Three Tales From the Farm

I Am a VIP

August haying

It is true, yes, that there are moments as a farmer when my status as a VIP is confirmed. After all, I am known to multitudes. That these moments happen only between me and my livestock makes them no less important. So, for any of you yearning for that most modern of currencies, celebrity, for those of you who desire to feel valued, follow along with me as I fill up a bucket of feed near the barn.

The ewes who have been let out of their pasture to graze among the buildings hasten to my side from all points of the compass at the clanging of the lid. They form a tight scrum around me, like bodyguards protecting a pop star. The ones behind keep nudging me to move faster, perhaps afraid that my time in the open may expose me to assault, while the ones on either side stay firm against my thighs. The lead ewes keep turning around, making sure I’m safe and with them still. We march in lockstep across the grass, through the gates, to their feed trough. Only as we approach do they cease to see me as someone to protect. Like Roman legionaries who have missed a payroll, they abandon their post and impatiently begin to jostle, demanding that I yield if not an autograph then at least the contents of my bucket. Celebrity is such a fickle mistress.

Fowl Pox

We both looked at the small blisters covering his face, the eyes that were milky white and unseeing. Two days earlier he had stood next to me in the equipment yard, shifting his weight from foot to foot, head tilted as he listened closely in what we now know was the posture of the blind. But even seeing I saw nothing. The next day he stayed in the coop, in a corner, unable to defend himself against the younger rooster. I noticed, vaguely aware that something was wrong, and continued my chores. On the third day I bent down and picked him up by the feet, avoiding the three-inch spurs with difficulty, and cupped his back with my hand. Cindy examined him and recognized the blisters and unseeing eyes. He had fowl pox and needed to be removed immediately from the flock. It was possible he could recover, but old age would be working against him. I continued holding him on his back with feet grasped and walked to the barn. From the rack over a work table I removed a hatchet. I laid him across a railroad timber outside, stretched his neck over the side, and lopped off his head. His head and body in a five-gallon bucket, I placed the remains in the back of the pickup truck.

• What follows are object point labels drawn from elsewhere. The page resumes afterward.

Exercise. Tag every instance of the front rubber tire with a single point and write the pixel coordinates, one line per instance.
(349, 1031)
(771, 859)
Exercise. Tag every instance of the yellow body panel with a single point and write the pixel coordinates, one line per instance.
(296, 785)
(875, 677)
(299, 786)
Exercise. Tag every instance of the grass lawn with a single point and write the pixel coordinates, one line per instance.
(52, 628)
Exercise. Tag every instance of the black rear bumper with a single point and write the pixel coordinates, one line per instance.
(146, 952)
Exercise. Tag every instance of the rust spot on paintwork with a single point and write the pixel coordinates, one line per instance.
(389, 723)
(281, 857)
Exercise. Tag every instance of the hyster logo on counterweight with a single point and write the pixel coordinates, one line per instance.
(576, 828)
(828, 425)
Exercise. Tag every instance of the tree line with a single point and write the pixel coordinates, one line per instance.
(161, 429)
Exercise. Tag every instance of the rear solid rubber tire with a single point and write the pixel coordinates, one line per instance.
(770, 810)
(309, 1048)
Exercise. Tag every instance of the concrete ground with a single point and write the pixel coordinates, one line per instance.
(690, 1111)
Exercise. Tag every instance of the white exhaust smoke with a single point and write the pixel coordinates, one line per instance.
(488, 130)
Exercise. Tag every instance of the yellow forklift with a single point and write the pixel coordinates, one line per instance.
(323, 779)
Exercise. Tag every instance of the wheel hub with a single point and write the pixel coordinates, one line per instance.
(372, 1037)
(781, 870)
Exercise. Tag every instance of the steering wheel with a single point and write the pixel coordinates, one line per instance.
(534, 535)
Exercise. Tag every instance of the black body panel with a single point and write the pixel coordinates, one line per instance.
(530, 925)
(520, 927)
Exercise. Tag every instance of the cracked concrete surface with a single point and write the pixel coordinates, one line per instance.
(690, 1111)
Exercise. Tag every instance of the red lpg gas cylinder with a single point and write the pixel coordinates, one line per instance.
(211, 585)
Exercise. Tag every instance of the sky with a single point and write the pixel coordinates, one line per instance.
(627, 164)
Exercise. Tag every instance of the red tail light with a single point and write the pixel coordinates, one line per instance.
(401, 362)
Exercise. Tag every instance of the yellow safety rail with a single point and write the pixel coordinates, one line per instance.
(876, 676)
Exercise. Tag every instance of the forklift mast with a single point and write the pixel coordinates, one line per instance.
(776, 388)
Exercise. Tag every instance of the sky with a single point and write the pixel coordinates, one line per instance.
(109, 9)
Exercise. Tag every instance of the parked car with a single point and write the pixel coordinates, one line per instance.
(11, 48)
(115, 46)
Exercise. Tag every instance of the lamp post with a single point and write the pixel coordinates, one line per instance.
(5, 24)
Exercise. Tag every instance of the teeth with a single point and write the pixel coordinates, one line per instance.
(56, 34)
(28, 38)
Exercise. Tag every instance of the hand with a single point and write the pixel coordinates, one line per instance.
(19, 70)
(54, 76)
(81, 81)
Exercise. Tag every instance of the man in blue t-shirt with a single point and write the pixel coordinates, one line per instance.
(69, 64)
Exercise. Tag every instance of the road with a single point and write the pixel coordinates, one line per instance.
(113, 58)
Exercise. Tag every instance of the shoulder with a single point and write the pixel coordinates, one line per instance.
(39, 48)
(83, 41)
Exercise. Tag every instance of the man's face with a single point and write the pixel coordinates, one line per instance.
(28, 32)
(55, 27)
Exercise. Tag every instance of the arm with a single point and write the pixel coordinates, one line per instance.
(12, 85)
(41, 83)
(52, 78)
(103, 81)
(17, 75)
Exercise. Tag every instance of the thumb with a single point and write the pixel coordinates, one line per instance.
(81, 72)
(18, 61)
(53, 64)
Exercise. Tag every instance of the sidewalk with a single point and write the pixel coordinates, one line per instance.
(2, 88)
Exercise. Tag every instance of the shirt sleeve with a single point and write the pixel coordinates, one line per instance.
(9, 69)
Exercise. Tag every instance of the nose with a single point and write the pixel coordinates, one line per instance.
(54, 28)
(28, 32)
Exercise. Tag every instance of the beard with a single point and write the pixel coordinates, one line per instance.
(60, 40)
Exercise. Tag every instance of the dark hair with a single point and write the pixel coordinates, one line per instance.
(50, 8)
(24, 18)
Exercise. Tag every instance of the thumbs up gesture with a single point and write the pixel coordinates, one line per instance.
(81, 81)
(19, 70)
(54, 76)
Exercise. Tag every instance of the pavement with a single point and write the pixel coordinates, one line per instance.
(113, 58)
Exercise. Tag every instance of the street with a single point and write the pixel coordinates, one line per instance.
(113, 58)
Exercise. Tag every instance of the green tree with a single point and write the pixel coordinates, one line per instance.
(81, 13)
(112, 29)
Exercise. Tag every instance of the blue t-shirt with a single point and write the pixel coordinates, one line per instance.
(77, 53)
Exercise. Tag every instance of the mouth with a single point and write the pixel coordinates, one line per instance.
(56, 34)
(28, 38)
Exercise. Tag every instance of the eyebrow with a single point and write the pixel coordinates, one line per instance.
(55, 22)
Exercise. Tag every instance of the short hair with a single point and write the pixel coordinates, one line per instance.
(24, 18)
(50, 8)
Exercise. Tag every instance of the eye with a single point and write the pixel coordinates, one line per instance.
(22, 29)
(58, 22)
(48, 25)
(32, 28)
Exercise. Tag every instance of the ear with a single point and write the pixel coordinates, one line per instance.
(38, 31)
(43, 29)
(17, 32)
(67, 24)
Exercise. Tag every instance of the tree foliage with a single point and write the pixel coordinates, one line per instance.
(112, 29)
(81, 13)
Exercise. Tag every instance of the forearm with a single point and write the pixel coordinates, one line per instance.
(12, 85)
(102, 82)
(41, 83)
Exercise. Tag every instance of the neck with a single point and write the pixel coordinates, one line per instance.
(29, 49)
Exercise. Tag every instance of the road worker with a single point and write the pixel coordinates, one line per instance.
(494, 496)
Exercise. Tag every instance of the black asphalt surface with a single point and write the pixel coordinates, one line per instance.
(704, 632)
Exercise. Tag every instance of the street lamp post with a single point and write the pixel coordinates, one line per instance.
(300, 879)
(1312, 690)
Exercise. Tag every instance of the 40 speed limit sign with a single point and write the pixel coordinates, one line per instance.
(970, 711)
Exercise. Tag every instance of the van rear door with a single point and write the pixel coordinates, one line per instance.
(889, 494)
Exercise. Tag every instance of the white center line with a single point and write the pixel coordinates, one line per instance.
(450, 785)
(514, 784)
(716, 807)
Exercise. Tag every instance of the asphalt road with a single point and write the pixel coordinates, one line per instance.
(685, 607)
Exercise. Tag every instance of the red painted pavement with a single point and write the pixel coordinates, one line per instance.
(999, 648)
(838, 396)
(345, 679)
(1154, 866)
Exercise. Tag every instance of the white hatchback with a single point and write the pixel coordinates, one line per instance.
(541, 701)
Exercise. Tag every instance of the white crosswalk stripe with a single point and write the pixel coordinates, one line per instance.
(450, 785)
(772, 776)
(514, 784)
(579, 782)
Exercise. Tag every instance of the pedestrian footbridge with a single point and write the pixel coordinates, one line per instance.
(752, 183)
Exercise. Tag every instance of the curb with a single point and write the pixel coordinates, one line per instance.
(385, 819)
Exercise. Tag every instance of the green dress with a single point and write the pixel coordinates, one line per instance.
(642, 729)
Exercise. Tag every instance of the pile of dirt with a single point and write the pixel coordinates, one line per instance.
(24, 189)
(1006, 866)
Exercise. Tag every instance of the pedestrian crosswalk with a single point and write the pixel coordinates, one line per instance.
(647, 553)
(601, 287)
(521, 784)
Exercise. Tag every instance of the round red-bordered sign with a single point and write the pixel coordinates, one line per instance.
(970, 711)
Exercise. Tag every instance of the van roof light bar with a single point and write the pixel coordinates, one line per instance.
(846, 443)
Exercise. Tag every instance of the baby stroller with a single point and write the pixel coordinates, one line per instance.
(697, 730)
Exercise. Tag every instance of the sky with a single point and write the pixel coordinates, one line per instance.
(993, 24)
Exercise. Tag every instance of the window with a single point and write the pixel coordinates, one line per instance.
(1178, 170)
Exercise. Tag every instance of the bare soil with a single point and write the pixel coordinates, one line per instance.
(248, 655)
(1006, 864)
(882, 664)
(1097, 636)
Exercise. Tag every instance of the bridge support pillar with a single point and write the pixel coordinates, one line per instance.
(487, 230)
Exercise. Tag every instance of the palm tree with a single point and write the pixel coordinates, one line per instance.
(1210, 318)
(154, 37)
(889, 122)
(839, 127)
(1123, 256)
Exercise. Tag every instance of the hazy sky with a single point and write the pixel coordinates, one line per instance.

Cowboys and Ranches Belong West of the Mississippi

When I think of the habits of emigrants from our Western states, I’m reminded—likewise frequently and comically—of zooming down a sidewalk on my bike as a kid, then tumbling over the handlebars when I reached a section pushed up by the roots of an oak: both bring me up short. So when I say that the big man wearing a cowboy hat, his brand new dark blue jeans tucked inside fancy cowboy boots, stopped me cold, I understate. That he was also wearing spurs that stuck out a good three inches prompted me to ask the ladies behind the counter at the farmers co-op, “Are they filming a Western nearby?” How he drove away in that jacked-up fully-loaded brand new Ford F-150 Lightning with those three-inch spurs on his boots … well, I still both wonder and admire. But he did.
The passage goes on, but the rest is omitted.